Is there a way to glob / to collect all parameter_combination_*
folders without having to specify a fixed list?
What would be the best practice in this case?
I also read about the glob_wildcards
function here.
I would expect something like this to work:
PROJECT_PATHS, PARAMS_COMBS, SEEDS = glob_wildcards("{path}/{parameter_combination}/{seed}/config.yaml")
rule aggregate_time_averages:
input:
expand("{path}/{parameter_combination}/time_avg.{filename}", parameter_combination=PARAMS_COMBS)
output:
"{path}/aggregate.{filename}"
With the command:
snakemake --cores 1 test_project/aggregate.order_parameter.csv --use-conda
I then get the error No values given for wildcard 'path'.
(which then cannot be processed by expand anymore I guess, so maybe I should not be using expand
here at all?).
Also glob_wildcards
in the global snakemake scope gives me ALL wildcards, what I want however is just the wildcards for {parameter_combination}
that match the {path}
/ {filename}
combination for which the rule is called (so I would expect the globbing to take place in the rule itself).

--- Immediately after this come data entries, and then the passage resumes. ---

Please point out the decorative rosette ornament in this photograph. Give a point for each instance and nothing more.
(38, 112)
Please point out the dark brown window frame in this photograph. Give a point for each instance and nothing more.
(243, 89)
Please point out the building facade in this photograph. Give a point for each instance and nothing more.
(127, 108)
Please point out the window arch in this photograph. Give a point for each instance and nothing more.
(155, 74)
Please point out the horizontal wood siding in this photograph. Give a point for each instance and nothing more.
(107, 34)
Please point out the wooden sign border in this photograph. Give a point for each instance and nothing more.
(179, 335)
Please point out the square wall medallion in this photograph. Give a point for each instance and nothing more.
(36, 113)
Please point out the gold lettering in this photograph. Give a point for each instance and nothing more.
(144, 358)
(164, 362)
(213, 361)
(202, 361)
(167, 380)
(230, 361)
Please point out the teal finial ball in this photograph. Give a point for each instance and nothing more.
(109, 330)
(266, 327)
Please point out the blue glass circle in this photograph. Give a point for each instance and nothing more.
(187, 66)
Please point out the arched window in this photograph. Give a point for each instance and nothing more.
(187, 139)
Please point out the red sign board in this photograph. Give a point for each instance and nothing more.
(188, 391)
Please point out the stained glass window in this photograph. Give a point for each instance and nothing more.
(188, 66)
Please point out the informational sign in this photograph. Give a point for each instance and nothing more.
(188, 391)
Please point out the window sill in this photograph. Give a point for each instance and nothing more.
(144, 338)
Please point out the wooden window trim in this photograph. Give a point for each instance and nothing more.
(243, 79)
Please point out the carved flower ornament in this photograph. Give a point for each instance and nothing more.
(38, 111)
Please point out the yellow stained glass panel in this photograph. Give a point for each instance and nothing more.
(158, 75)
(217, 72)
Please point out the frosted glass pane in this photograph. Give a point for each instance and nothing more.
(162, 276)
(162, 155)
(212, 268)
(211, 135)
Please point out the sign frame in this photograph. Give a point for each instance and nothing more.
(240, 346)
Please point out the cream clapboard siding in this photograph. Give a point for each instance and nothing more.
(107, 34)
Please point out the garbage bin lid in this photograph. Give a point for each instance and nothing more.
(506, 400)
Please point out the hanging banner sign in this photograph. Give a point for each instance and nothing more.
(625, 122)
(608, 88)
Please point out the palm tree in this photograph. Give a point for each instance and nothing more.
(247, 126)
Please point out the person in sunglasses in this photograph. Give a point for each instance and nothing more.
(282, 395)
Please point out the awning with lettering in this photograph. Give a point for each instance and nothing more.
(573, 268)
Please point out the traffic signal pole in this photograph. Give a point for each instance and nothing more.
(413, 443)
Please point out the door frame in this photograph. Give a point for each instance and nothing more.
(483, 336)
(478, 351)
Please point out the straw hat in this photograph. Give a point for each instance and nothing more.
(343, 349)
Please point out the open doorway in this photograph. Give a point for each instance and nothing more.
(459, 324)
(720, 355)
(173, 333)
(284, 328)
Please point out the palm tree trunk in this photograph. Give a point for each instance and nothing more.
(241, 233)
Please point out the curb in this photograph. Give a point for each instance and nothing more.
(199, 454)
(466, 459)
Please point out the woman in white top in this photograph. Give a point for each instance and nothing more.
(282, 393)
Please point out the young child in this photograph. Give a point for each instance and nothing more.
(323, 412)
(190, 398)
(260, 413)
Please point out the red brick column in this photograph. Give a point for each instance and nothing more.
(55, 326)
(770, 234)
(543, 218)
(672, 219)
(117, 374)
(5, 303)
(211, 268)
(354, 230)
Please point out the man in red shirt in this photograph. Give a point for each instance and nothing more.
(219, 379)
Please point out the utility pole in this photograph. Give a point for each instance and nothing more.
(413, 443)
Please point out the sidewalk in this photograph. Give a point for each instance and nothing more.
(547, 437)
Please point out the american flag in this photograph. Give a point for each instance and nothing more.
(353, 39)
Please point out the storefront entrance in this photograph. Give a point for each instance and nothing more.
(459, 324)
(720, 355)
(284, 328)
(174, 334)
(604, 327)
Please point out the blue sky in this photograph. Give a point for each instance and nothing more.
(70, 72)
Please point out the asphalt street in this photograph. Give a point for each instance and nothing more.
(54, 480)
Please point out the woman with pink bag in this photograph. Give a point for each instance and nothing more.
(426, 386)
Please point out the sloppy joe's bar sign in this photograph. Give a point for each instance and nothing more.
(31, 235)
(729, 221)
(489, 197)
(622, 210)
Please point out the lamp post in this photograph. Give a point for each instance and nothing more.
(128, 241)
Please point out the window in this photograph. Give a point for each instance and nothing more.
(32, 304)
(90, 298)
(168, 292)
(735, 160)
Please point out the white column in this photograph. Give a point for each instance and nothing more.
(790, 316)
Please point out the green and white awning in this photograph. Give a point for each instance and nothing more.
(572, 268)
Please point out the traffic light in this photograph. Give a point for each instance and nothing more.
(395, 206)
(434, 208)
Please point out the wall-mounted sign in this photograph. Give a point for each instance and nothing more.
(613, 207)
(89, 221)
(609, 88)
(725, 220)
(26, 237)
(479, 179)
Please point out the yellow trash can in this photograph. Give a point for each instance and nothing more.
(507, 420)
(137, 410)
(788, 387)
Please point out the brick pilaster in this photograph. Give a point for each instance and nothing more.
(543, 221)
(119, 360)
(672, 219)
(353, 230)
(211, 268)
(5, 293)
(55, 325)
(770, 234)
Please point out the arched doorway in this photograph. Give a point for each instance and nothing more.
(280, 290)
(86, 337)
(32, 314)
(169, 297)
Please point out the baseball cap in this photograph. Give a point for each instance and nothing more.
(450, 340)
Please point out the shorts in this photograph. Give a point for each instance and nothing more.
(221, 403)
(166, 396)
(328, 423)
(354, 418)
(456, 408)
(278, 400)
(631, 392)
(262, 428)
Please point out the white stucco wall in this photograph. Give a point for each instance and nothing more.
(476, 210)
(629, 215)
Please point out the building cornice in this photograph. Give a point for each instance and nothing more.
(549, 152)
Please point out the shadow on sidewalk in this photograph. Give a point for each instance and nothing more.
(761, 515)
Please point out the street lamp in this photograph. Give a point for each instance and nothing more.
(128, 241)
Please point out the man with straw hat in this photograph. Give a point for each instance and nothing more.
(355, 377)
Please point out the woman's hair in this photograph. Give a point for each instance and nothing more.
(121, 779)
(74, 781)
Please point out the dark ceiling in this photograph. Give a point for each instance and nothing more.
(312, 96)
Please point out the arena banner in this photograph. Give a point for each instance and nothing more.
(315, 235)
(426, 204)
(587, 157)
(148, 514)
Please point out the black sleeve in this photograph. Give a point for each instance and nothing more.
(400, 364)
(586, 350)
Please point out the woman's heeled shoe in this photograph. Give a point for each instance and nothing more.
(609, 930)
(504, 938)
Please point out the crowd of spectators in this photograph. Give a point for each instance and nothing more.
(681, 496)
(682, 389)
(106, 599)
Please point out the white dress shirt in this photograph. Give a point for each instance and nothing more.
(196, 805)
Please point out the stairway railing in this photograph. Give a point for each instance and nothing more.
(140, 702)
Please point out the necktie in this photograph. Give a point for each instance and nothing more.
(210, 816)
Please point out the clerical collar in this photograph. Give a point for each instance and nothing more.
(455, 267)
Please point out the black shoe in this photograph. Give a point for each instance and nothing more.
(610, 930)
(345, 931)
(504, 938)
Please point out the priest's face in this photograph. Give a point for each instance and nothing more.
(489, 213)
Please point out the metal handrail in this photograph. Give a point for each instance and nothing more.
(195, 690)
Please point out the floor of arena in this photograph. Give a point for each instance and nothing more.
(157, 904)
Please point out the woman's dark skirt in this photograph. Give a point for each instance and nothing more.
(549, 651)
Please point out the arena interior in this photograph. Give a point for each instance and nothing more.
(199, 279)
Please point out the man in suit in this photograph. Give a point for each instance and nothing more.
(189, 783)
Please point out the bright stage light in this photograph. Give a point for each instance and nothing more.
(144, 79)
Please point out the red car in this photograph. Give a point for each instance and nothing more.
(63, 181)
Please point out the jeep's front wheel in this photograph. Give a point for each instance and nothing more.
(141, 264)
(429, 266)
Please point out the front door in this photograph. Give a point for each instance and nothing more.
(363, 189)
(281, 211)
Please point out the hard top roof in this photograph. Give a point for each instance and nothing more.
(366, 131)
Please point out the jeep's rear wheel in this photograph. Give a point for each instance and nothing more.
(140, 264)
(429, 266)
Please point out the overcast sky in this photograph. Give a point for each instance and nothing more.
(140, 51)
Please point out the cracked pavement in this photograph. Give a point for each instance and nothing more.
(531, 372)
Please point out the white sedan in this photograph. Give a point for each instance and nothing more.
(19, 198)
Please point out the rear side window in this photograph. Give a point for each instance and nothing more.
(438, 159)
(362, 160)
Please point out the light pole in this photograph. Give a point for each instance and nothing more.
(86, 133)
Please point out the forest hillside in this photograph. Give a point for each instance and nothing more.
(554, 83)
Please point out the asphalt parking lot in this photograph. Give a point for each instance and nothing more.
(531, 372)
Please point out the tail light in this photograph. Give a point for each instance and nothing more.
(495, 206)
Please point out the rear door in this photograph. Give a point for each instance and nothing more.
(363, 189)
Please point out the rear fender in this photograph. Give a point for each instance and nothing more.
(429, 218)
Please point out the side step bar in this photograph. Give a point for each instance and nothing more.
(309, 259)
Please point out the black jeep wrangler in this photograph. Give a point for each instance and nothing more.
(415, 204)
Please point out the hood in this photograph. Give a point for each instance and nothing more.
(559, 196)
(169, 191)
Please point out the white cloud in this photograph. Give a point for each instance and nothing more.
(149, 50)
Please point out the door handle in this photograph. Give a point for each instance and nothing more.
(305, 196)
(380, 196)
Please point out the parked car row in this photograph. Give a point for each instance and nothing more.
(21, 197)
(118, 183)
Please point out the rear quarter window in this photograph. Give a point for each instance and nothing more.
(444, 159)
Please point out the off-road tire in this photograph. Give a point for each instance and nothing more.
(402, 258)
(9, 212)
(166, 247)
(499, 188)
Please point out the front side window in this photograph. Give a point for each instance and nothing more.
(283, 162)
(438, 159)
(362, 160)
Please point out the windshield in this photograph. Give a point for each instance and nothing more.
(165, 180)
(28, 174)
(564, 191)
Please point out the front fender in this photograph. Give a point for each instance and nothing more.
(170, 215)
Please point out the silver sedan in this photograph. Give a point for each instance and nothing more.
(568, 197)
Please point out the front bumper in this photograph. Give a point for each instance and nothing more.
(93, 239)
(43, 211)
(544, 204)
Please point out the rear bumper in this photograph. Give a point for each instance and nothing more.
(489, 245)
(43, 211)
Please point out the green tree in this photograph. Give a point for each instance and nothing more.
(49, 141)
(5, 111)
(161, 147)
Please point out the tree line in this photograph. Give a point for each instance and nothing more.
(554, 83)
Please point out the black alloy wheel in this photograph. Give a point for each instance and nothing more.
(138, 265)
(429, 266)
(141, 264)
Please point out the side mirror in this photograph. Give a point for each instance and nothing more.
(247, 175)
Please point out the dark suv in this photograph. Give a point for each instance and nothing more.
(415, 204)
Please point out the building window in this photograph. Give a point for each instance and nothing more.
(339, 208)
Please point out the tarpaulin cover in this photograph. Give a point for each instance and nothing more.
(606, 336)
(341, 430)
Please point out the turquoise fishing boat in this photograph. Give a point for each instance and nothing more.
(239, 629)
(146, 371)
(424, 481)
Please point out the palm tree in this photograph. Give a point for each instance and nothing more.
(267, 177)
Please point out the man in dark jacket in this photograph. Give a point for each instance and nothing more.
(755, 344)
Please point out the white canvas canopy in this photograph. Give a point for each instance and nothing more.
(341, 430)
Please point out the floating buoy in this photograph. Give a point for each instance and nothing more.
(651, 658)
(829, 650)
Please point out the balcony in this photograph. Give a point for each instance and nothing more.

Thank you for your help :)
Sure, you can use an input function for your rule which evaluates the glob_wildcards
based on the wildcard values given to the rule:
def input_timefiles(wildcards):
param_combs = glob_wildcards(f"{wildcards.path}/{{param_comb}}/time_average.{wildcards.filename}").param_comb
return expand("{path}/{param_comb}/time_average.{filename}", path=wildcards.path, param_comb=param_combs, filename=wildcards.filename)
rule aggregate_time_averages:
input:
input_timefiles
output:
"{path}/aggregate.{filename}"
Note due to the default behaviour of expand(..)
this will produce the combination product of all {path}, {param_comb}, {filename}
which don't necessarily exist. If not all combinations exist, another solution could be to use pathlib.Path.rglob(..)
instead to determine the input files.
If the files are created by an earlier rule and don't exist before the workflow is executed, you might want to look into checkpoint
rules. See this SO answer for details.